Poco ci interessa fare dei distinguo giuridici. Per noi quel corteo era giusto e necessario, le pratiche messe in campo la minima risposta necessaria davanti ai fatti di Macerata e alla palese connivenza delle autorità italiane alla presenza neo-fascista nel nostro paese. Tutti i manifestanti arrestati, l’abbiamo detto fin dal primo giorno, non avevano altra colpa se non quella di aver fatto seguire alle parole i fatti. Se altri come loro non avessero aspettato di avere i fascisti nelle istituzioni prima di riscoprirsi antifascisti probabilmente non ci troveremmo nella situazione attuale.
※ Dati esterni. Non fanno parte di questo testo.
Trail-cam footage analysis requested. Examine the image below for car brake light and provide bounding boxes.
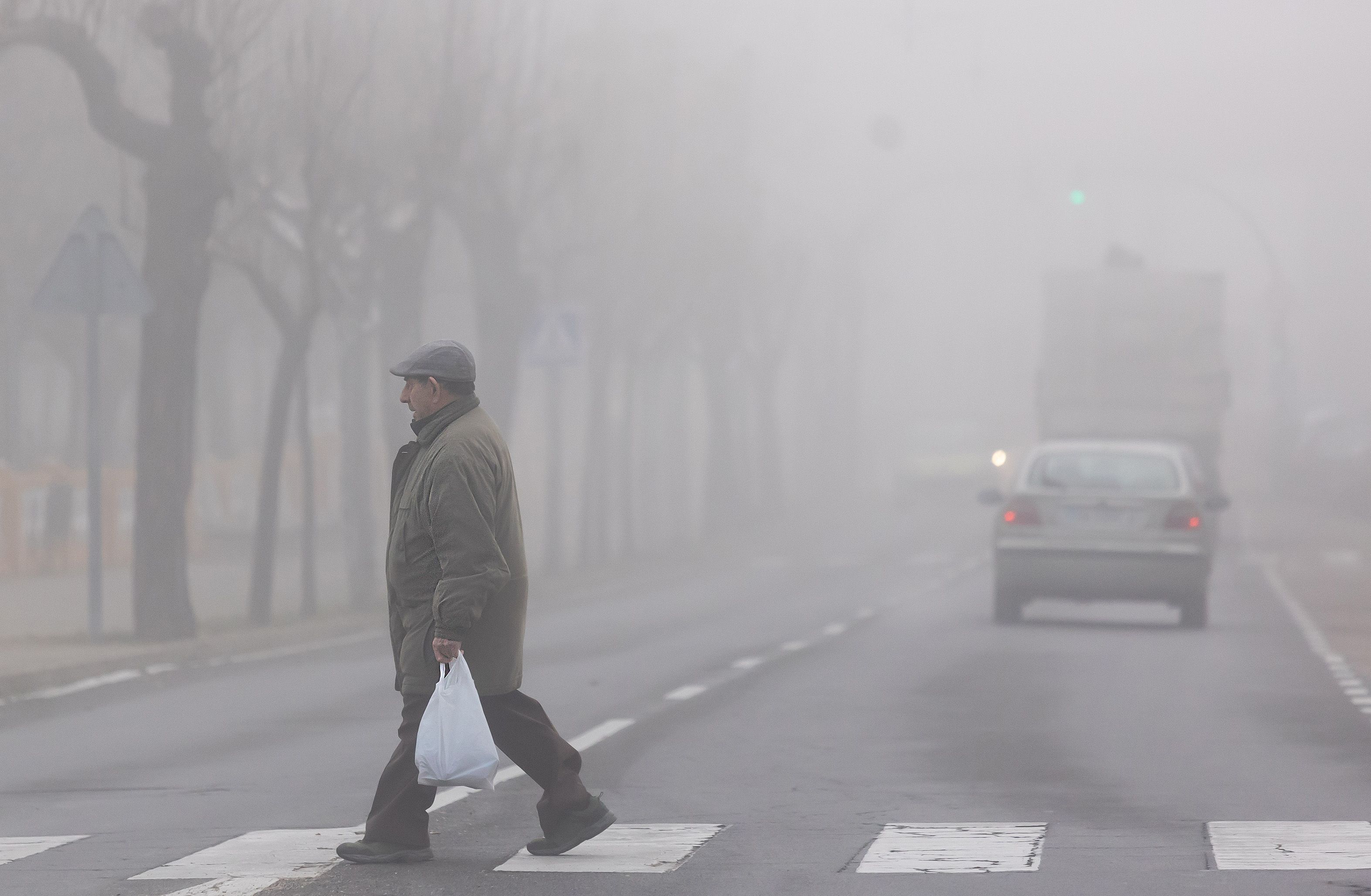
[1002,497,1042,526]
[1165,500,1204,529]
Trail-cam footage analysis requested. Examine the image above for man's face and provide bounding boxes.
[400,377,443,421]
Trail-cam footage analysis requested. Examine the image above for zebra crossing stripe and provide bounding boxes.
[857,823,1048,874]
[495,825,725,874]
[1208,821,1371,871]
[154,877,281,896]
[129,828,362,896]
[0,834,91,865]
Rimane l’ennesima figura imbarazzante della Procura di Torino che usa ormai le misure cautelari come clava per le proprie personali crociate politiche. Procura che non si è fatta problemi a giocare con le vite di sei giovani torinesi separandoli dagli affetti, costringendoli per mesi dietro le sbarre o tra quattro mura per salvare la “democrazia”: quella che garantisce ai fascisti di continuare ad agire indisturbati, alla polizia di fare della prepotenza la cifra della propria azione e ai PM di continuare a fare porcate come questa senza che nessuno chieda loro di renderne conto. A pochi giorni dalla festa della Librazione ci sembra una buona fotografia dello stato dell’arte nel nostro paese.